Participant Accounts
– Each participant’s account is credited with the participant’s contribution and an allocation of the Company’s contribution and Plan earnings, and is charged with a per capita allocation (equal amount) of the Plan’s administrative expenses. The benefit to which a participant is entitled is the benefit that can be provided from the participant’s vested account.
Vesting
– Participants are immediately vested in their voluntary contributions plus actual earnings thereon. Vesting in the remainder of their account is based on years of continuous service.

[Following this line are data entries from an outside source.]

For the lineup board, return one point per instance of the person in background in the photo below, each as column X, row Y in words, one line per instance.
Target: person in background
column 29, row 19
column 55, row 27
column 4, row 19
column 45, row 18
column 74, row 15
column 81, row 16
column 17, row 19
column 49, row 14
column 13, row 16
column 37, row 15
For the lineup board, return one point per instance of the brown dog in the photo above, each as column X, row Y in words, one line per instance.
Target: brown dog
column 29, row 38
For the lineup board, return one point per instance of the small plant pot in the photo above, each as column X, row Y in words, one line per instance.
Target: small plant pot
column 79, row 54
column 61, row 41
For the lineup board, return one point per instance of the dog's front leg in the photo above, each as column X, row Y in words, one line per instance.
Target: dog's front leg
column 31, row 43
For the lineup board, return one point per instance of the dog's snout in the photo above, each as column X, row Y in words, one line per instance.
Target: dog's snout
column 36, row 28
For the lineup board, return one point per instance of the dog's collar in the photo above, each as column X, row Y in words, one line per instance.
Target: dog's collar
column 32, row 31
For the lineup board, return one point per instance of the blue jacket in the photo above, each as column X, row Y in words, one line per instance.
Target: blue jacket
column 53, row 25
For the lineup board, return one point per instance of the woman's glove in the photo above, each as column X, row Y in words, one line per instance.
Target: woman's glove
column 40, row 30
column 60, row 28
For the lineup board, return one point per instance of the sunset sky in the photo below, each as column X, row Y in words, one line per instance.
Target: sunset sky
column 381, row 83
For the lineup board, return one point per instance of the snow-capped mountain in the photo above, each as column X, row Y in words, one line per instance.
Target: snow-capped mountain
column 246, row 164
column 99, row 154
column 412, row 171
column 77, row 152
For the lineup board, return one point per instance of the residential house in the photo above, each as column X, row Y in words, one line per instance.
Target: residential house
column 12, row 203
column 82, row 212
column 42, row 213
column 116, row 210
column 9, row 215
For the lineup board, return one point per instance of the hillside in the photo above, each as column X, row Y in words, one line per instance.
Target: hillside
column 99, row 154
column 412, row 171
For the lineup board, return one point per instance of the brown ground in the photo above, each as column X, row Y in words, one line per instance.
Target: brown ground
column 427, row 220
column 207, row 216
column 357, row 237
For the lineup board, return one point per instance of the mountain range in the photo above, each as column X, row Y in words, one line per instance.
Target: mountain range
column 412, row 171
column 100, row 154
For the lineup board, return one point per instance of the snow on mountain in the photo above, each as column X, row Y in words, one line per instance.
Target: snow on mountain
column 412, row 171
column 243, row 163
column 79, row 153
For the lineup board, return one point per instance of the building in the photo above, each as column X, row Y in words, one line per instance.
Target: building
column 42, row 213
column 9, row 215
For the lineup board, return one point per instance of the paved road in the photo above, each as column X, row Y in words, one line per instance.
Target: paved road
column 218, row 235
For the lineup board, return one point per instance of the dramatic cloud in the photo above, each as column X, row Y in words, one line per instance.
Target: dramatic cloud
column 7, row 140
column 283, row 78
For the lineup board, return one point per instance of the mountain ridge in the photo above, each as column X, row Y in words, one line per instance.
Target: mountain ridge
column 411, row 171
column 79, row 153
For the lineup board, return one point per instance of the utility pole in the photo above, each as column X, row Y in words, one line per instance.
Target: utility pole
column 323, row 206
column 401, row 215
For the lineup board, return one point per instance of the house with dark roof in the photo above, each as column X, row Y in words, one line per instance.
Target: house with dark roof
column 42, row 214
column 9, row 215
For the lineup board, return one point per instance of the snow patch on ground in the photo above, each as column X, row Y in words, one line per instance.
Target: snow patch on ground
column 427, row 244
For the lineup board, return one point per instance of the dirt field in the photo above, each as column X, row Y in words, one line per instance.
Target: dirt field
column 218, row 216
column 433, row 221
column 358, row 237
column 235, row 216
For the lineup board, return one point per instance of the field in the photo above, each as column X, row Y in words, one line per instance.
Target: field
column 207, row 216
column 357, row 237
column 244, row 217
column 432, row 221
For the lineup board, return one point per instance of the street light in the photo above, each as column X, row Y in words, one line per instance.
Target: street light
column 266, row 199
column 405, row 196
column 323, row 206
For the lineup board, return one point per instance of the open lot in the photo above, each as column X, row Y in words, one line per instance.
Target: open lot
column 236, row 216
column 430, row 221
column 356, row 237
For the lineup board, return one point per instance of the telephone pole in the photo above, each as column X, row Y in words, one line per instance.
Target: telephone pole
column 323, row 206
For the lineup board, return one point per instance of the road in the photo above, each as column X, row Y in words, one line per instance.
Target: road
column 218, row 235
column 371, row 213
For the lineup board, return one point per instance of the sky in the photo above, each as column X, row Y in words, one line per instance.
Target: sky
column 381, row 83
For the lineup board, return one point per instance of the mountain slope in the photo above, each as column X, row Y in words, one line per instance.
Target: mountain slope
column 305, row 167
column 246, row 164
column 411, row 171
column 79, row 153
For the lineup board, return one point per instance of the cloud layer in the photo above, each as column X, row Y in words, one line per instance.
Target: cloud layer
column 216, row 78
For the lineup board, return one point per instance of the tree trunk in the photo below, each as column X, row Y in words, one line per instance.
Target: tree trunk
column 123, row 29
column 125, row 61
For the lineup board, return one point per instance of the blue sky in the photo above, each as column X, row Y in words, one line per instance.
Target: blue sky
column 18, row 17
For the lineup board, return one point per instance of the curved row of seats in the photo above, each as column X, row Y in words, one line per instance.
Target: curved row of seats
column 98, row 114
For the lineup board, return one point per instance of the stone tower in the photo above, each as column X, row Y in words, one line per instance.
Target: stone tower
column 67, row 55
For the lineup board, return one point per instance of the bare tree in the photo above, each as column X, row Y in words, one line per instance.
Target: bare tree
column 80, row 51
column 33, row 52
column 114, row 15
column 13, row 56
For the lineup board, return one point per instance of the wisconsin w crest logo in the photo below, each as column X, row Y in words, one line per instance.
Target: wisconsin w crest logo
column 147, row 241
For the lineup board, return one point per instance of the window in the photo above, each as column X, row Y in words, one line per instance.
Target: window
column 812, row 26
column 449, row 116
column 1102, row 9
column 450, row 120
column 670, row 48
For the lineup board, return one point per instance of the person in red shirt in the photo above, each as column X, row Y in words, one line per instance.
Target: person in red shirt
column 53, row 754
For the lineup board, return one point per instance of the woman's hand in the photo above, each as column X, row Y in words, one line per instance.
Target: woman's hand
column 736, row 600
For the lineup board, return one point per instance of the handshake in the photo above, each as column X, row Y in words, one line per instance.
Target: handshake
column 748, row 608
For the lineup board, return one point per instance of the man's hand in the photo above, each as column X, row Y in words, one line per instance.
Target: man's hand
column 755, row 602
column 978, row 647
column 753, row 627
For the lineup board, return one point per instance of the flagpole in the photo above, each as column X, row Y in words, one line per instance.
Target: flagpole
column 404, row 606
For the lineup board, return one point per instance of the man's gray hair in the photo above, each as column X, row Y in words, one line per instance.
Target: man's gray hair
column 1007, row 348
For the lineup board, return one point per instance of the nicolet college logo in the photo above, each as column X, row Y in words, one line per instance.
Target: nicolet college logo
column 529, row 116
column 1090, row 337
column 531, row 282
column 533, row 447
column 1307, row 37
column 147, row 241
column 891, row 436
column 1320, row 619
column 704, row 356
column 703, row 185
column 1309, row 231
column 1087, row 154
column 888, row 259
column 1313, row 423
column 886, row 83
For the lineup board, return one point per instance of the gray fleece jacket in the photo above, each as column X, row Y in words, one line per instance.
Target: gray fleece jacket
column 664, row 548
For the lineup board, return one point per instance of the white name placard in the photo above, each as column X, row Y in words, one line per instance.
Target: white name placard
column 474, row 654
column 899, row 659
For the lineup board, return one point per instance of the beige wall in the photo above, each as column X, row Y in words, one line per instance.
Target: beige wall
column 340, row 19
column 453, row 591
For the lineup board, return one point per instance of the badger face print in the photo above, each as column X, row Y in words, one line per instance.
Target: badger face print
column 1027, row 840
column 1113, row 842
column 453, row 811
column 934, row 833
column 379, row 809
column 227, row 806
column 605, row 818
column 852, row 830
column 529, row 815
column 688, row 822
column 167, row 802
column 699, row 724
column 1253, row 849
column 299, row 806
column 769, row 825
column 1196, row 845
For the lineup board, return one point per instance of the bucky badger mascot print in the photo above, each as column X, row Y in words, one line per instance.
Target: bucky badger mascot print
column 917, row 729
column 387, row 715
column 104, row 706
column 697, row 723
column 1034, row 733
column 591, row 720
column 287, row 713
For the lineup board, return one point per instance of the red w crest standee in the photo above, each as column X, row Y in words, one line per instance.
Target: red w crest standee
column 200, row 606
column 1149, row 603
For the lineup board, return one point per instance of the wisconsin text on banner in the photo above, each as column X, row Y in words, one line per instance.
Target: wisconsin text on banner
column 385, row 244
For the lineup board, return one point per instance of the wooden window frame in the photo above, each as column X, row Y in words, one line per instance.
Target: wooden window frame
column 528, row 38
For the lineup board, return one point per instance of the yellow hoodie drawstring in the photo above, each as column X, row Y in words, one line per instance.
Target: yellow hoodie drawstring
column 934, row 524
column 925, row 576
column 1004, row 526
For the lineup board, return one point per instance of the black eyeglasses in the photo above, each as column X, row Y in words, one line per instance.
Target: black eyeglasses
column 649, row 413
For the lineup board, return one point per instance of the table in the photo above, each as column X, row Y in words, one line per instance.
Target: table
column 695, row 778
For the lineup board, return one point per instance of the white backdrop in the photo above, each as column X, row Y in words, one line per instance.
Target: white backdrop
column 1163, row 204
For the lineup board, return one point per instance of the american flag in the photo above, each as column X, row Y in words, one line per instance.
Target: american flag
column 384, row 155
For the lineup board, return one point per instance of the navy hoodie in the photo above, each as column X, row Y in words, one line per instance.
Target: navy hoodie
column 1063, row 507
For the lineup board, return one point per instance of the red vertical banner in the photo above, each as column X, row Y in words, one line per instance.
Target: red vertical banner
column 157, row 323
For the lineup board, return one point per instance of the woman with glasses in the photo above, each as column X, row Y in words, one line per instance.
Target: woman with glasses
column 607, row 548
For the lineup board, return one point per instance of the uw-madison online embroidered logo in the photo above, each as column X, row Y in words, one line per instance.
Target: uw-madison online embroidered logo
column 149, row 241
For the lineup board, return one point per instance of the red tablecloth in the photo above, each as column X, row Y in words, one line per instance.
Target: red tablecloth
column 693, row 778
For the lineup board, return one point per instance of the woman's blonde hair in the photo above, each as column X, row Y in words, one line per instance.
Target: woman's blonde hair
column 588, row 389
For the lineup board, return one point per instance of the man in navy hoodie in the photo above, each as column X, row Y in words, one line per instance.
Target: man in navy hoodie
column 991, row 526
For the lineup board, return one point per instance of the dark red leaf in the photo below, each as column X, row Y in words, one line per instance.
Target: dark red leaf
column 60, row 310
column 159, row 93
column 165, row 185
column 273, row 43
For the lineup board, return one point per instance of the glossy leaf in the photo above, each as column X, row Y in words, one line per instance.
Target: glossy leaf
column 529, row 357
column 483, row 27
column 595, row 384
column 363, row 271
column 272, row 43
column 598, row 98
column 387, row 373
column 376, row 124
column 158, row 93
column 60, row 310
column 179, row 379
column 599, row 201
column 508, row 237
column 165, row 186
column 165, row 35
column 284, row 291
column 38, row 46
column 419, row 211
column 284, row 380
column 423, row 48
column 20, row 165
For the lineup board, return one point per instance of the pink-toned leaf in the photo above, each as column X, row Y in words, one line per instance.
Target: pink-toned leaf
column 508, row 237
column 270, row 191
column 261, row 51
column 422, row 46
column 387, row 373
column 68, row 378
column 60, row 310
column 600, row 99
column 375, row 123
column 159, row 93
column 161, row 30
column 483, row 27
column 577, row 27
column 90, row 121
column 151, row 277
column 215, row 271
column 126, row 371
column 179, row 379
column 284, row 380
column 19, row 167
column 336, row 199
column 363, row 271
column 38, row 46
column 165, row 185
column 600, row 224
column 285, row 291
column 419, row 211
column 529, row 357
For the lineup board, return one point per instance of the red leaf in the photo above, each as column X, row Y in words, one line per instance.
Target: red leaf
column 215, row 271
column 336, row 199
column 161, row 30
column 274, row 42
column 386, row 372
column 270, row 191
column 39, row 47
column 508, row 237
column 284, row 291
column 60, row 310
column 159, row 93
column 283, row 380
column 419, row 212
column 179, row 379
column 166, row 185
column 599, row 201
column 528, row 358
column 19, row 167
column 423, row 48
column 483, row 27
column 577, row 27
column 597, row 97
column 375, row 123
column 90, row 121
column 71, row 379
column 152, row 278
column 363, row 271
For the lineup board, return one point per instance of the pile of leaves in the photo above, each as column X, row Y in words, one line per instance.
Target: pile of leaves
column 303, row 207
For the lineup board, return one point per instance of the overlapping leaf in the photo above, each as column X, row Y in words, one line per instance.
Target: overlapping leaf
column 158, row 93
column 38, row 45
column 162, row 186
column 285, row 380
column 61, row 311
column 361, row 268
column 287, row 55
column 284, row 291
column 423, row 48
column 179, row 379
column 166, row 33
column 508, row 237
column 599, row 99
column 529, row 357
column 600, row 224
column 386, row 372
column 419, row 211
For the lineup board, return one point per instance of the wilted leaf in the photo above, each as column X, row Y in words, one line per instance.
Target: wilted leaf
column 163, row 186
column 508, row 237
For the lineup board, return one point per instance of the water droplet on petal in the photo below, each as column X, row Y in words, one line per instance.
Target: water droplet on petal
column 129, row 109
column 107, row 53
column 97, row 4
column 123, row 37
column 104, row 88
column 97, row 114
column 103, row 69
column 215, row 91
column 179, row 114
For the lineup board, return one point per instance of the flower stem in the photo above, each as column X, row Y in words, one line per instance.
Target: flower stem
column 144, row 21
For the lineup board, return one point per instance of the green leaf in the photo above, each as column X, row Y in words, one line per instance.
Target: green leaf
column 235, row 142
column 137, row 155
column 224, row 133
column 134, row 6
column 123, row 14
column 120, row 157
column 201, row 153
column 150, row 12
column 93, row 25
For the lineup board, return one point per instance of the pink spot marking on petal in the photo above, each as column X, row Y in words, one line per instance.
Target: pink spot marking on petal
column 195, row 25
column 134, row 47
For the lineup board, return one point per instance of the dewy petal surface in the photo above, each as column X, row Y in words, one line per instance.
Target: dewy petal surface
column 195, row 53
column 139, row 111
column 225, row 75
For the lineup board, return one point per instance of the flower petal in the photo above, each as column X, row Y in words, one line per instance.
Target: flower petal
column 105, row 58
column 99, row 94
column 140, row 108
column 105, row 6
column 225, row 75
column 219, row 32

A participant is 100% vested after six years of credited service.
Notes Receivable from Participants
– Participants may borrow from their fund accounts a minimum of $500 and a maximum equal to the lesser of $50,000 or 50% of their vested account balance. Loan terms range up to five years or up to thirty years for the purchase of a primary residence. The loans are secured by the vested balance in the participant’s account and bear interest at a rate of Prime + 1% at the time the loan is issued. Principal and interest are paid ratably through payroll deductions. Interest rates on outstanding loans at December 31, 2016 ranged from 4.25% to 6.00%, with maturities through 2046.
LITHIA MOTORS, INC.
SALARY REDUCTION PROFIT SHARING PLAN
NOTES TO FINANCIAL STATEMENTS
NOTE 1 – DESCRIPTION OF THE PLAN (continued)
Payment of Benefits –
Upon termination, the participants or beneficiaries may elect to leave their account balance in the Plan, or receive their total benefits in a lump sum amount or annual, semiannual, quarterly or monthly installments over a period of years equal to the value of the participant’s vested interest in their account. The Plan requires the automatic distribution of participant vested account balances that do not exceed $5,000.
Forfeited Accounts
– Forfeited non-vested accounts at December 31, 2016 and 2015 totaled $678,031 and $311,909, respectively, and are used to reduce future employer contributions.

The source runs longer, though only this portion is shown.